We spent one afternoon at one of Vienna's most famous food destinations, the Naschmarkt. It's a long, outdoor market filled with stalls, cafes and shops selling all kinds of foods. We stocked up on vegetables, drank some delicious fresh juice, visited a wonderful cheese shop, and even found a health-food store selling gluten-free baked goods!
J picked up one of his all-time favourite Austrian meals - a kebap with fresh sheep's cheese. He said this one wasn't quite as good as the ones he ate all summer in Baden.
We also visited the Saturday farmers' market at the neighbourhood square right near our apartment, Karmelitermarkt. The rest of the week, the square is a place to pick up a few groceries and go for an evening drink and a bite to eat, with a handful of bars and cafes and stores selling vegetables, meat, cheese and bread. It's already quite lively, but on Saturday it was full to bursting with shoppers picking up the freshest vegetables and other products from farms around Vienna. The ubiquitous chanterelle mushrooms, available all over the city, were everywhere, and stalls were brimming with other fresh produce: peppers, lettuce, berries, potatoes, and carrots. There were succulent cheeses, crusty baguettes, oils and vinegars, and plenty more.
We stopped at one stand to buy green beans, lettuce and potatoes that all looked like they had just been plucked from the earth. When the woman behind the stall told us the price, we laughed with surprise. "Oh", she said, "We don't use any pesticides on our vegetables, so that's why they are a little but more expensive." We had to assure her we were shocked by how cheap they were, not how expensive. We told her that where we come from, organic vegetables cost way more.
Our final memorable shopping experience in the city was of the more expensive variety. We visited the beautiful Meinl food store several times - there was so much to see and all of it so enticing. Meinl is actually an Austrian coffeehouse chain, but they've expanded their wares. The store includes a coffee bar and ice cream stand at the front, plus a wine bar and cafe down one level. The rest of the two floors are filled with a dizzying array of fresh and packaged gourmet foods. Towering displays of hot chocolate and apricot preserves, in-store bakery, deli and cheese counter, wine, liquor and beer, and yes, even a small gluten-free section.
I adore the huge selection of yogurt you can find in Europe.
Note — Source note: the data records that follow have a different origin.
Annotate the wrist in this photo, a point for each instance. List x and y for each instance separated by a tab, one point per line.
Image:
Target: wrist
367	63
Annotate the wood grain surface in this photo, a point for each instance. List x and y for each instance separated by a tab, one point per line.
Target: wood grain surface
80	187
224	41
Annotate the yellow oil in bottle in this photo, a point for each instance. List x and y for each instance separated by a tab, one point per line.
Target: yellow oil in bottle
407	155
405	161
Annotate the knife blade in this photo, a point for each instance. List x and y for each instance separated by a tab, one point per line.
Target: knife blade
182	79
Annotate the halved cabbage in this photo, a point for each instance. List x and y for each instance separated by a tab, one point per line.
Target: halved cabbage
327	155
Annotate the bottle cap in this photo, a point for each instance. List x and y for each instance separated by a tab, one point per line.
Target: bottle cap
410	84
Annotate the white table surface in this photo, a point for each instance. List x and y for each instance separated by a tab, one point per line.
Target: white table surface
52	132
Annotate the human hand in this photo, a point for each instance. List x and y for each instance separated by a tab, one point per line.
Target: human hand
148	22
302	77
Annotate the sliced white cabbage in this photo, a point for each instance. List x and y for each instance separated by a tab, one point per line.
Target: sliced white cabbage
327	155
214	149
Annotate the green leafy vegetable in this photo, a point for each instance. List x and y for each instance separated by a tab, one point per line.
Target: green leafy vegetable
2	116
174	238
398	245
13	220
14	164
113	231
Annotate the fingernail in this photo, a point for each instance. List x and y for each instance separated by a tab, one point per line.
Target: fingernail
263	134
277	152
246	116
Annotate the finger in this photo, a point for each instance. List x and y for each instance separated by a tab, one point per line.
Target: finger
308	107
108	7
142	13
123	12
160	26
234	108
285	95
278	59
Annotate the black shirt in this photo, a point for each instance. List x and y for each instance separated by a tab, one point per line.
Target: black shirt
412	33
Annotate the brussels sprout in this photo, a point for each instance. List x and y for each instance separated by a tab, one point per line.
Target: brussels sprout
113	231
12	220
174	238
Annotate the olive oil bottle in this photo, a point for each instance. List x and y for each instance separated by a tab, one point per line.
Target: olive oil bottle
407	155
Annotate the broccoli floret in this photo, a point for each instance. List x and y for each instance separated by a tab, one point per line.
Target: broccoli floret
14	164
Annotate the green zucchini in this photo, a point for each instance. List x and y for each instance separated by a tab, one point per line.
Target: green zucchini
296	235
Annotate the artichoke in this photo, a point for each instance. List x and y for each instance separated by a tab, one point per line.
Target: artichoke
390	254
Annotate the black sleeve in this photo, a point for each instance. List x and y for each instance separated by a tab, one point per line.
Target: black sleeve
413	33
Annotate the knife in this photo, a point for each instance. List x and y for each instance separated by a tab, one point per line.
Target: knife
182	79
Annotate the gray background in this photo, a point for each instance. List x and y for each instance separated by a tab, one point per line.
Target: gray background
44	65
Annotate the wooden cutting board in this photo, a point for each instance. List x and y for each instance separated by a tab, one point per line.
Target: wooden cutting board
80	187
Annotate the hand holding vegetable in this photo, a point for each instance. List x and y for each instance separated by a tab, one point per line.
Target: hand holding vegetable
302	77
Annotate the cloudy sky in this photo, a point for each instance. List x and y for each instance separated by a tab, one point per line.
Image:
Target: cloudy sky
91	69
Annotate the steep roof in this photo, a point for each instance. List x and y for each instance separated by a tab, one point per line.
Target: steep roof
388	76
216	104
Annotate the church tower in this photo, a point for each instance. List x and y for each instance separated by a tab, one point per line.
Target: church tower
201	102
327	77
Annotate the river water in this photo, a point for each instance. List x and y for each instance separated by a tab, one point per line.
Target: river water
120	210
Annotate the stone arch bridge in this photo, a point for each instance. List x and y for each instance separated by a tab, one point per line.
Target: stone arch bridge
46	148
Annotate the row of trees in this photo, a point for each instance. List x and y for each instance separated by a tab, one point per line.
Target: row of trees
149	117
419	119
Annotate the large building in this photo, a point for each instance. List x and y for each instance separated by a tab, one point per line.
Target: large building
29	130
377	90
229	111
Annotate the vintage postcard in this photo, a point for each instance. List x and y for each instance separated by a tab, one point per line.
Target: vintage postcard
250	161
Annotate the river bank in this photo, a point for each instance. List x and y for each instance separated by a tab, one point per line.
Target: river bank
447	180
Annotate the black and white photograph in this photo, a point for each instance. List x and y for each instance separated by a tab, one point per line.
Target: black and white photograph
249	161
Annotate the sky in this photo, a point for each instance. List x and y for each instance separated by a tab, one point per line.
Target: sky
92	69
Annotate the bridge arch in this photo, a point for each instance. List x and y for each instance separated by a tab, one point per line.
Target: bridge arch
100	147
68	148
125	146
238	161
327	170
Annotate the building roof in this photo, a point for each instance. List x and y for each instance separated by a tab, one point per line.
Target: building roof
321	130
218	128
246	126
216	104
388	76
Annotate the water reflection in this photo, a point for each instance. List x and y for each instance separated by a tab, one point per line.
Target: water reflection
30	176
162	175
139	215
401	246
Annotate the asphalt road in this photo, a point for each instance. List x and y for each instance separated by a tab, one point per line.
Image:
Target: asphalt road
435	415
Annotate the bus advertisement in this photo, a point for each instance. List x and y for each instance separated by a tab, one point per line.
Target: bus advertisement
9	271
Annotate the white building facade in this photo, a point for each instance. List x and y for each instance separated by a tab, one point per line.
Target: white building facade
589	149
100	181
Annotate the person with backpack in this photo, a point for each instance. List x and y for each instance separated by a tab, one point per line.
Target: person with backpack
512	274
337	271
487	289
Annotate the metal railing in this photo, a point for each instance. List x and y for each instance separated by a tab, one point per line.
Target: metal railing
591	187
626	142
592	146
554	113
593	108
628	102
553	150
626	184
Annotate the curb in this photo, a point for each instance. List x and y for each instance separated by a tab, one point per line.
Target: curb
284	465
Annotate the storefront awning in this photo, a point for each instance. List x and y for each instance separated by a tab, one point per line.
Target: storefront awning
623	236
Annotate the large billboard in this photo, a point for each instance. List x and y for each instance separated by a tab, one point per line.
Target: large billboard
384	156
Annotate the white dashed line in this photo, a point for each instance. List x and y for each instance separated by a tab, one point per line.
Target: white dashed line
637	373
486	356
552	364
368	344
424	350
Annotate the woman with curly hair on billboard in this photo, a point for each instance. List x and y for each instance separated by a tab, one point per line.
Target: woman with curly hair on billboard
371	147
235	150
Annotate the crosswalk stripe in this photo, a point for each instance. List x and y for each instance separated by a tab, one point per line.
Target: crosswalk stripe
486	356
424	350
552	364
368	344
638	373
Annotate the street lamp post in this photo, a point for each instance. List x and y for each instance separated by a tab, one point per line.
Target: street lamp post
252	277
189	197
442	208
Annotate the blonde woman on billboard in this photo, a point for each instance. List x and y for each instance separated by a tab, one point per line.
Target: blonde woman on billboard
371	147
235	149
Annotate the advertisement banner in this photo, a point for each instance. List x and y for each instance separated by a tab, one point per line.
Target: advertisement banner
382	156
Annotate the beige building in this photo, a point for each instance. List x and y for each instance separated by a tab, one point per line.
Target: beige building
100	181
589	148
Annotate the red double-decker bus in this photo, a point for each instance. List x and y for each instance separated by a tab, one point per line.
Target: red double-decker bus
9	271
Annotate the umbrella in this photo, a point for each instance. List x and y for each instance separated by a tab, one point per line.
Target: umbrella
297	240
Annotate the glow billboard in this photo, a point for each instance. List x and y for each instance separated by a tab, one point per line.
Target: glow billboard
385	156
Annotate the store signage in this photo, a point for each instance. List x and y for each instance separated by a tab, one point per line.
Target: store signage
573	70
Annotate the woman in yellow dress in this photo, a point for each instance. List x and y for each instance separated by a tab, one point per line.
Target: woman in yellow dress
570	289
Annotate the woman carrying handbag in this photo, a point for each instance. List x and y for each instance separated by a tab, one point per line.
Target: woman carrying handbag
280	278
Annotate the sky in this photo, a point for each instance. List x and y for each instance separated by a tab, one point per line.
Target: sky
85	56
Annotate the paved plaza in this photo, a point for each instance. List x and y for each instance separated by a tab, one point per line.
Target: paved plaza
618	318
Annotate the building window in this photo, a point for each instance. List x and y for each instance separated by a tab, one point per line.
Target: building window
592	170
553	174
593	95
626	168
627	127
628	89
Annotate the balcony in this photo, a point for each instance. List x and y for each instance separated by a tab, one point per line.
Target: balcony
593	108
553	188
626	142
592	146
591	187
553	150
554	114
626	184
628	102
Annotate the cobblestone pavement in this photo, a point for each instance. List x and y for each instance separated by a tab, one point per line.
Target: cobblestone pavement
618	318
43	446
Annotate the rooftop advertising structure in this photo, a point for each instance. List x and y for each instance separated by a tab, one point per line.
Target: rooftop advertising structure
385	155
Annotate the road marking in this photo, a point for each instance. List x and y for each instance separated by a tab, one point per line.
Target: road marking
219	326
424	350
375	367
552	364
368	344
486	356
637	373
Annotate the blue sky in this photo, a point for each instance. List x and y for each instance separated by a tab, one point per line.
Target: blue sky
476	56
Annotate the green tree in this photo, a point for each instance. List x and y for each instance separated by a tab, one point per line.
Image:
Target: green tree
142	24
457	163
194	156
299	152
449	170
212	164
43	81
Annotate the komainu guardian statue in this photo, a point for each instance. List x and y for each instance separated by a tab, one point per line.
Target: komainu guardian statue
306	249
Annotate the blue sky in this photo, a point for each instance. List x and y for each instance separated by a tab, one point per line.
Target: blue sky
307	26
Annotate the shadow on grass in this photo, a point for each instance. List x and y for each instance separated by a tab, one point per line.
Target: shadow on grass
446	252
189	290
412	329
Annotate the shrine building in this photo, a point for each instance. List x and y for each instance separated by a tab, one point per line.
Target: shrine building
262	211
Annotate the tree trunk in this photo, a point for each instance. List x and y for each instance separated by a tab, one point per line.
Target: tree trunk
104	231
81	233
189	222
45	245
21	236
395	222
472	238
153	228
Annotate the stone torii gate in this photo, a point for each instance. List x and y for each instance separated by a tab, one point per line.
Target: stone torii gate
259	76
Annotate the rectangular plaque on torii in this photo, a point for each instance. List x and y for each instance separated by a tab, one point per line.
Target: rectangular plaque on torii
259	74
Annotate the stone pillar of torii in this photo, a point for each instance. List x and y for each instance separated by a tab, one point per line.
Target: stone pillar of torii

J was extremely happy in Austria too, because sheep's milk products are everywhere - all kinds of cheese, yogurt, dessert puddings etc. And they're all packaged so cutely, you want to buy every one.
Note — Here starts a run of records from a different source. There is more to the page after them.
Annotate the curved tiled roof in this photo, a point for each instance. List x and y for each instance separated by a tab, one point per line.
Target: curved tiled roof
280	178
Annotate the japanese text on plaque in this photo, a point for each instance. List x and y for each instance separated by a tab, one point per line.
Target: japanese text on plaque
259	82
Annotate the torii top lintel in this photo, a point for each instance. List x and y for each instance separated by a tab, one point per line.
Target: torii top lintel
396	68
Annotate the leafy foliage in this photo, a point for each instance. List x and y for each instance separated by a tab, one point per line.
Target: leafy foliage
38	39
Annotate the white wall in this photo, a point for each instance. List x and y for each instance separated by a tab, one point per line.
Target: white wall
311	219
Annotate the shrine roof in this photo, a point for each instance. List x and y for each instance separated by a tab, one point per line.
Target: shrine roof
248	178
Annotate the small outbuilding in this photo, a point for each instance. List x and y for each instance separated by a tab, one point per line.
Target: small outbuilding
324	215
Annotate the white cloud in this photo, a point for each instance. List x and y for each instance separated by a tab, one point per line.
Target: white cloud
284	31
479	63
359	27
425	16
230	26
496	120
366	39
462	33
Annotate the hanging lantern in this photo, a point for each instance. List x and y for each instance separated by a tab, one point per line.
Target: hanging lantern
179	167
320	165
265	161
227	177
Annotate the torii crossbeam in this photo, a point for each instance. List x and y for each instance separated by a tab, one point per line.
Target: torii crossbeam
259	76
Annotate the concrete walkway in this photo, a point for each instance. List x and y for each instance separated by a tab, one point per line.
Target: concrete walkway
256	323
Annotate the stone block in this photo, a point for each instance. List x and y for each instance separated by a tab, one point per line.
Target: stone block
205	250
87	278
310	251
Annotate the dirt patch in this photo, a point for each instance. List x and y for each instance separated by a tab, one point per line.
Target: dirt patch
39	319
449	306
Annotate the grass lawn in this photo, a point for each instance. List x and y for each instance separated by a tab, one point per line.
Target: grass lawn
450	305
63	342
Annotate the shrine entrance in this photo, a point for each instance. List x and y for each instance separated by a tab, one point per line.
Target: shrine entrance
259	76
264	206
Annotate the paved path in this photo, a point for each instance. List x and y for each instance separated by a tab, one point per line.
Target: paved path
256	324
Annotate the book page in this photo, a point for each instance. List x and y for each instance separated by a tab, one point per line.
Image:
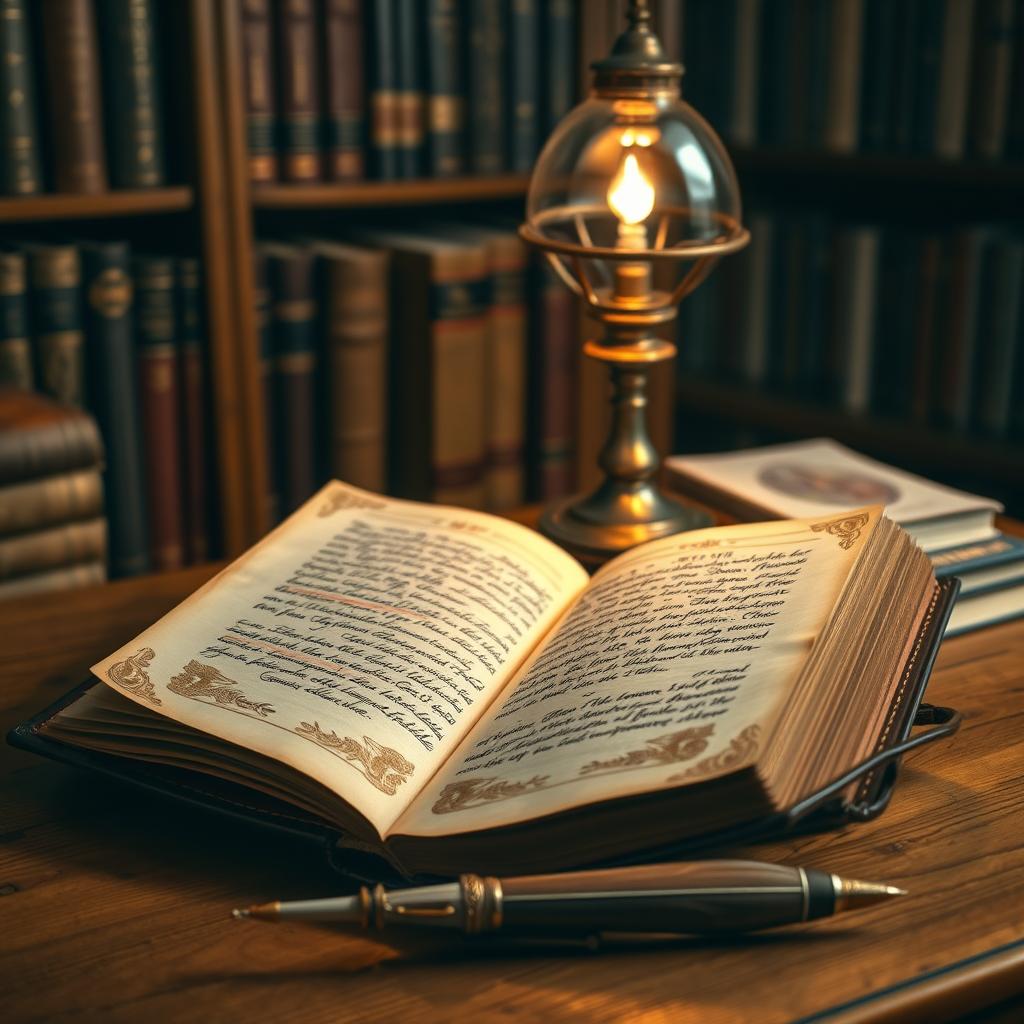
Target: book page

Cheese and meat were the definite culinary themes of our whole European trip. In Vienna, it was amazing sheep's cheese, both hard and soft, plus "chevre-au-lard" - literally, goat's cheese with lard. Soft discs of goat cheese wrapped in meaty bacon, fried up in a pan and spread onto (gf) bread for a gooey, salty, delicious snack. We also ate sausage after sausage, both cured and fresh, and bought a block of cured ham that we used to flavour almost every meal, whether it was based on quinoa, pasta or potatoes.
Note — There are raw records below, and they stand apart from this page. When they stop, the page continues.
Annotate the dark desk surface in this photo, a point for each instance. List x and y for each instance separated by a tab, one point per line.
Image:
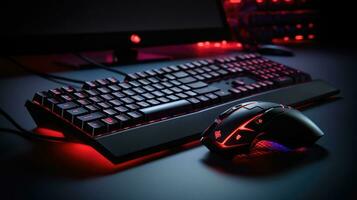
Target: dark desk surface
68	170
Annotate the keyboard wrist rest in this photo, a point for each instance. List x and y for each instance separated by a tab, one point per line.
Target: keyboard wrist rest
119	146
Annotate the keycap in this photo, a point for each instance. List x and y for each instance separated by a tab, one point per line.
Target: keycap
135	116
206	90
109	112
285	80
70	114
196	85
180	74
223	95
59	108
123	119
110	123
187	80
94	128
171	108
39	97
51	103
80	120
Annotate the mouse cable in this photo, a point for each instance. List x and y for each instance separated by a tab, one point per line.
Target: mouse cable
25	133
43	75
99	65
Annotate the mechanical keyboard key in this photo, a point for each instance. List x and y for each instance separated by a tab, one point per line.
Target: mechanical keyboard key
111	123
187	80
166	109
205	90
223	95
70	114
123	119
285	80
95	128
196	85
81	120
59	108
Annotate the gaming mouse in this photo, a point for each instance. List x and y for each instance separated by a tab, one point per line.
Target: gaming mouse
240	127
276	50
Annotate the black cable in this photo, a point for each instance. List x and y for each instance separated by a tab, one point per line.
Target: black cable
43	75
99	65
23	132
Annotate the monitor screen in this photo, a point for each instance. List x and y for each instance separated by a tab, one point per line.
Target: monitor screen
83	24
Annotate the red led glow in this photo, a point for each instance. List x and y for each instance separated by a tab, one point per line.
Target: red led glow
239	128
217	134
235	1
219	44
311	36
134	38
49	132
81	160
299	37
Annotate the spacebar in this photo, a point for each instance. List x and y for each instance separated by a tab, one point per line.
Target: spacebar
165	110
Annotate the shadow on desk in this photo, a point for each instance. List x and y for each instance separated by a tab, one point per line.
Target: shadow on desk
265	159
73	160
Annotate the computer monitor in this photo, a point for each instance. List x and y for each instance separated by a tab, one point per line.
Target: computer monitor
59	26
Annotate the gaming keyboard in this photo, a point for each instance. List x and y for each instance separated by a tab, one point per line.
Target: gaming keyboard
166	106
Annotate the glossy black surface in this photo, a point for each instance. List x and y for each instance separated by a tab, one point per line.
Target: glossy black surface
44	170
239	130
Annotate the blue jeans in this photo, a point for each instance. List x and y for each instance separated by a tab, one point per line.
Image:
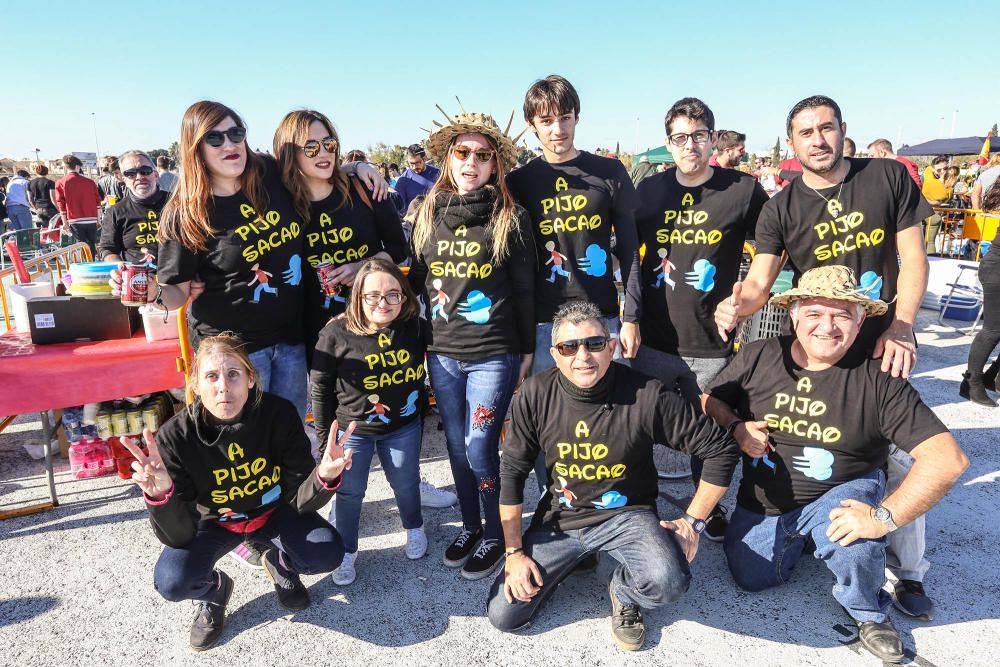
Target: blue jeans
399	453
310	545
473	397
20	216
652	569
763	550
281	369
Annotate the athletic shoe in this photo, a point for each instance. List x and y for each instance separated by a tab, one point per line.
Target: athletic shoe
346	574
416	543
484	561
292	595
627	628
249	555
909	597
716	524
435	498
210	615
460	550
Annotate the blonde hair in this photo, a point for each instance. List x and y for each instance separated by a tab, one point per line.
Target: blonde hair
229	344
503	222
185	217
355	319
292	133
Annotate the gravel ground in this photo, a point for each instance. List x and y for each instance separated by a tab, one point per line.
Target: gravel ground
78	585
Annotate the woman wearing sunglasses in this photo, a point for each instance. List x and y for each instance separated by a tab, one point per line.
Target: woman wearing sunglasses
368	369
474	259
341	223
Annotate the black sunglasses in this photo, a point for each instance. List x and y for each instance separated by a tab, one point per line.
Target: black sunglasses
138	171
568	348
215	138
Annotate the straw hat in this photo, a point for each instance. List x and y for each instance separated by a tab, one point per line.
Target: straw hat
472	123
830	282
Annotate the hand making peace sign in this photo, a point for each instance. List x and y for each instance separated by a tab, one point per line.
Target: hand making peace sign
149	473
336	459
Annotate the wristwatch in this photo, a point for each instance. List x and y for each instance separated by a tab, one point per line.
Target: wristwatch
884	516
697	524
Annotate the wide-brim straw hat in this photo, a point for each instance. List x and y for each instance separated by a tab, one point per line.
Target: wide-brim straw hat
830	282
475	122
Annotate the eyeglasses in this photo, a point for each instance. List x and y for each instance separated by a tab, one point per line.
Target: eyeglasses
699	137
311	147
138	171
215	138
374	298
568	348
483	155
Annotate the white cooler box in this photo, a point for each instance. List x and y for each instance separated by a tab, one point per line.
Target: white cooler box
153	322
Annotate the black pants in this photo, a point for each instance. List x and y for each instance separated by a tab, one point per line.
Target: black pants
86	232
988	337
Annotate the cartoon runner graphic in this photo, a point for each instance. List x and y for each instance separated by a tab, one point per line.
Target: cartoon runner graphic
566	496
439	300
556	259
147	258
260	276
378	410
666	266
There's one last thing we ate in Vienna that I still find myself craving, even though when I explain it to people, it really doesn't sound that special. We stopped at a few cafes, including the famous Cafe Central, where Trotzky and Freud used to sip coffee. At places like this there aren't many gluten-free options on the menu, but one of them was simple sausages served with strong mustard and fresh horseradish. The sausages were nothing special, really - kind of like long, thin hot dogs - but combined with the strong bite of the mustard and horseradish they satisfied every time.
I still find myself dreaming about our idyllic week in Vienna - the apartment where we slept with the floor-to-ceiling windows open to the courtyard, woken by the strange calling of a mourning dove, crossing the Danube canal to explore the city, the excitement of being free to do whatever you want in a place you've never been. It was everything we could have hoped for.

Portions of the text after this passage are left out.